Run this bit of code. Then add additional mnemonic plots to the figure.

#Import additional packages we will need
import numpy as np
import pandas as pd

#Convert a data array to a pandas dataframe
#and find significant spikes in the data
#Return the spikes as a binary 1 or 0 array
def find_unc(data):
    #Convert data to pandas
    df=pd.DataFrame(data)
    #Caluclate the rolling average 
    #(200 is somewhat arbitray value to take the rolling average over)
    df_mean = df.rolling(200).mean()
    #Calculate the percent change (i.e any points of change) of the data
    df_change = df_mean.pct_change(periods=200)
    #Convert large percent changes to 1 or 0
    #0.5 (50%) is a somewhat arbitray number 
    #to set as the amount of change in the data
    dfbin = ((df_change < -0.5) | (df_change > 0.5)).astype(int)
    #Return the binaray array
    return(dfbin)

#Define a function to make the plot and set parameters
def make_plot(i,var,colour):
    #Set the data to a variable
    data=lases[wellid][var]
    #Find the spikes in the data
    dfbin=find_unc(data)
    #Now perform the plotting
    top=min(lases[wellid]['DEPTH'])
    bot=max(lases[wellid]['DEPTH'])
    ax[i].plot(dfbin*np.nanmax(data), lases[wellid]['DEPTH'], color = 'black', linewidth = 0.5)
    ax[i].plot(data, lases[wellid]['DEPTH'], color = colour, linewidth = 0.5)
    ax[i].set_xlabel(var)
    ax[i].xaxis.label.set_color(colour)
    ax[i].set_xlim(np.nanpercentile(lases[wellid][var],0.5), np.nanpercentile(lases[wellid][var],99.5))
    ax[i].tick_params(axis='x', colors=colour)
    ax[i].title.set_color(colour)
    ax[i].set_ylim(top,bot)
    ax[i].invert_yaxis()
    ax[i].tick_params(left=False,
                bottom=True,
                labelleft=False,
                labelbottom=True)

#Make the figure
fig, ax = plt.subplots(nrows=1, ncols=2, figsize=(16,6))

#Add a plot of each mnemoic to your figure
make_plot(0,"GR","green")
make_plot(1,"RDEP","red")

#Quick way to get the list of keys
#lases[wellid].keys()

#Fix the details on the figure
plt.subplots_adjust(wspace=0.01)
ax[0].set_ylabel("Depth (m)")
ax[0].tick_params(left=True,
            bottom=True,
            labelleft=True,
            labelbottom=True)

Solution

To solve the challenge you can change the ncols varibale and then add new calls to the make_plot function.

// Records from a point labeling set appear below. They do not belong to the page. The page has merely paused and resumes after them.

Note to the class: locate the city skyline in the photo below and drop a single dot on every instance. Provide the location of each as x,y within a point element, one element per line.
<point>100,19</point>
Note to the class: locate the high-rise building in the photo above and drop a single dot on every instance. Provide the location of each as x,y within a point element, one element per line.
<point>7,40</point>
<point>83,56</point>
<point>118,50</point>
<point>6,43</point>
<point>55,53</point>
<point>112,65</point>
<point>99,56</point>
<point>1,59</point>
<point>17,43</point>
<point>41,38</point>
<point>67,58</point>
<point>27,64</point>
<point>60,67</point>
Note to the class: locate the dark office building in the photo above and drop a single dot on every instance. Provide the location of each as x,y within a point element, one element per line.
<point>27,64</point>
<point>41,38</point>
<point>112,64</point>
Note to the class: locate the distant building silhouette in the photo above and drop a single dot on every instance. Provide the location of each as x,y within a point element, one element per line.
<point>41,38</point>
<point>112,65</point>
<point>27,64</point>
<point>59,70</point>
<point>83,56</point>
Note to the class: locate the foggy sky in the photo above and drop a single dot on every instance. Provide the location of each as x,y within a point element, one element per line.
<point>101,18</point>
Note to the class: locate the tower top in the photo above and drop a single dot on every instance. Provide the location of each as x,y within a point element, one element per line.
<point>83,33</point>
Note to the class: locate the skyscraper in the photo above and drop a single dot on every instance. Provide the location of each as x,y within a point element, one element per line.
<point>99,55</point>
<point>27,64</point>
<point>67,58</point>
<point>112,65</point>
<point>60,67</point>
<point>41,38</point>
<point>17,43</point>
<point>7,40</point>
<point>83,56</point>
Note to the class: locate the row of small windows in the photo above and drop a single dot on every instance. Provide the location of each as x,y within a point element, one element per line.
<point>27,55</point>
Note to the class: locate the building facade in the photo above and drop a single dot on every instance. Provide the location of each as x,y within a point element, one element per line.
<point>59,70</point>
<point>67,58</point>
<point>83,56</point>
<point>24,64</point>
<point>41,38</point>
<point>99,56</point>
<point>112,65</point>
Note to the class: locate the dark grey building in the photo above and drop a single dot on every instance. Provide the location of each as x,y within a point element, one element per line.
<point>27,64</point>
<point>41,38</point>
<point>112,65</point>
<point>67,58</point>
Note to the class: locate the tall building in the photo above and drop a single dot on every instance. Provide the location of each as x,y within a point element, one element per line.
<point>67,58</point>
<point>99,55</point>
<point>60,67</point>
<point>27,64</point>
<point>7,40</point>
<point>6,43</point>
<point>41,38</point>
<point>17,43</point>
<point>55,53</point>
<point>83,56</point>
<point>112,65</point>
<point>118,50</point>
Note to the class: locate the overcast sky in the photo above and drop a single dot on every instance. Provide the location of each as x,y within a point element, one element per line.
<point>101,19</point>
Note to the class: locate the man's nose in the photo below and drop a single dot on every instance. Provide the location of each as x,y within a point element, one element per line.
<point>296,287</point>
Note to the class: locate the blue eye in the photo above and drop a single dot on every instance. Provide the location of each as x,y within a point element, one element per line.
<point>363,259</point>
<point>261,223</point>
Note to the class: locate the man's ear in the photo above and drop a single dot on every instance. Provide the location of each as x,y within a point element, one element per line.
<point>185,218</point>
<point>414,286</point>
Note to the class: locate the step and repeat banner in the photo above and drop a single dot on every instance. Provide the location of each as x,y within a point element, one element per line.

#Change the number of columns
fig, ax = plt.subplots(nrows=1, ncols=8, figsize=(16,6))
    
#Add additional calls to the make plot
make_plot(0,"CALI","green")
make_plot(1,"DRHO","red")
make_plot(2,"DT","blue")
make_plot(3,"GR","purple")
make_plot(4,"RDEP","cyan")
make_plot(5,"RHOB","pink")
make_plot(6,"RMED","brown")
make_plot(7,"SP","orange")

To learn more about the smoothing steps make a diagnostic plots at each step.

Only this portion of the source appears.